How to GetBytes() in C# with UTF8 encoding with BOM?

Nebojsa Veron picture Nebojsa Veron · Dec 11, 2010 · Viewed 47.4k times · Source

I'm having a problem with UTF8 encoding in my asp.net mvc 2 application in C#. I'm trying let user download a simple text file from a string. I am trying to get bytes array with the following line:

var x = Encoding.UTF8.GetBytes(csvString);

but when I return it for download using:

return File(x, ..., ...);

I get a file which is without BOM so I don't get Croatian characters shown up correctly. This is because my bytes array does not include BOM after encoding. I triend inserting those bytes manually and then it shows up correctly, but that's not the best way to do it.

I also tried creating UTF8Encoding class instance and passing a boolean value (true) to its constructor to include BOM, but it doesn't work either.

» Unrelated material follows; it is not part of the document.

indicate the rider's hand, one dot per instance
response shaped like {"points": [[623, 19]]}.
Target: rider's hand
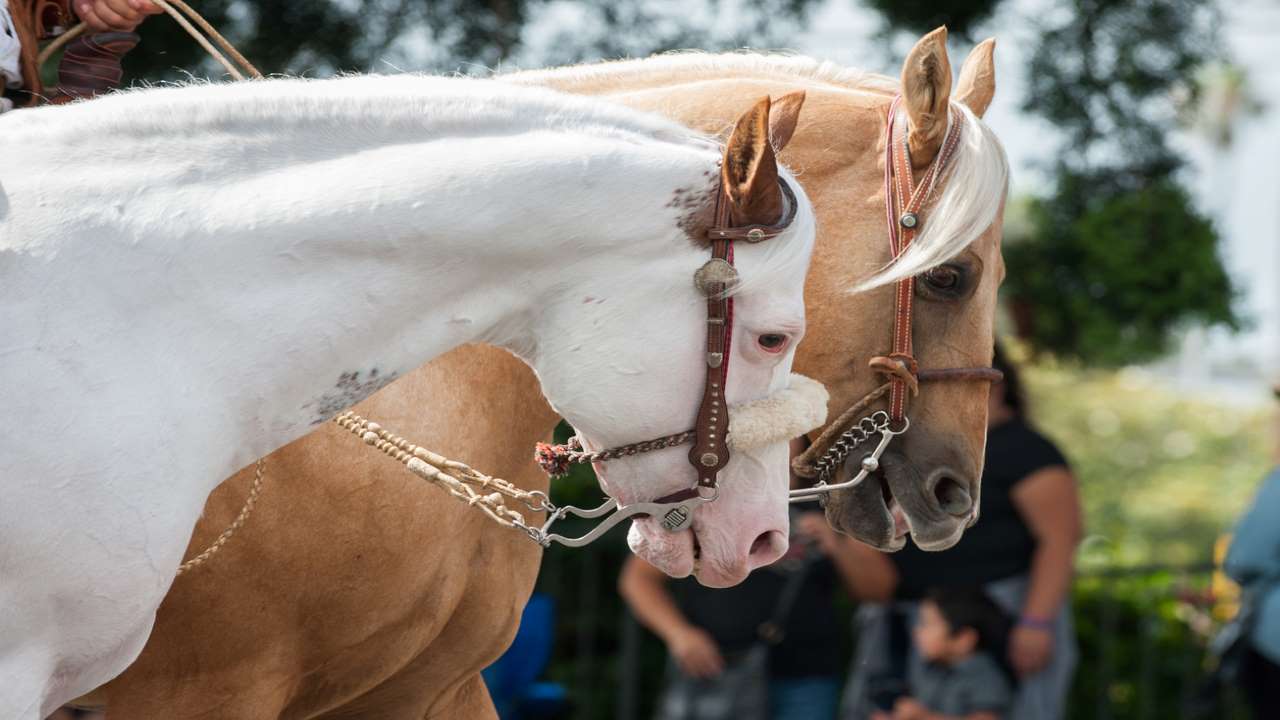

Anyone has a solution? Thanks!

Answer

Darin Dimitrov picture Darin Dimitrov · Dec 11, 2010

Try like this:

public ActionResult Download()
{
    var data = Encoding.UTF8.GetBytes("some data");
    var result = Encoding.UTF8.GetPreamble().Concat(data).ToArray();
    return File(result, "application/csv", "foo.csv");
}

The reason is that the UTF8Encoding constructor that takes a boolean parameter doesn't do what you would expect:

byte[] bytes = new UTF8Encoding(true).GetBytes("a");

The resulting array would contain a single byte with the value of 97. There's no BOM because UTF8 doesn't require a BOM.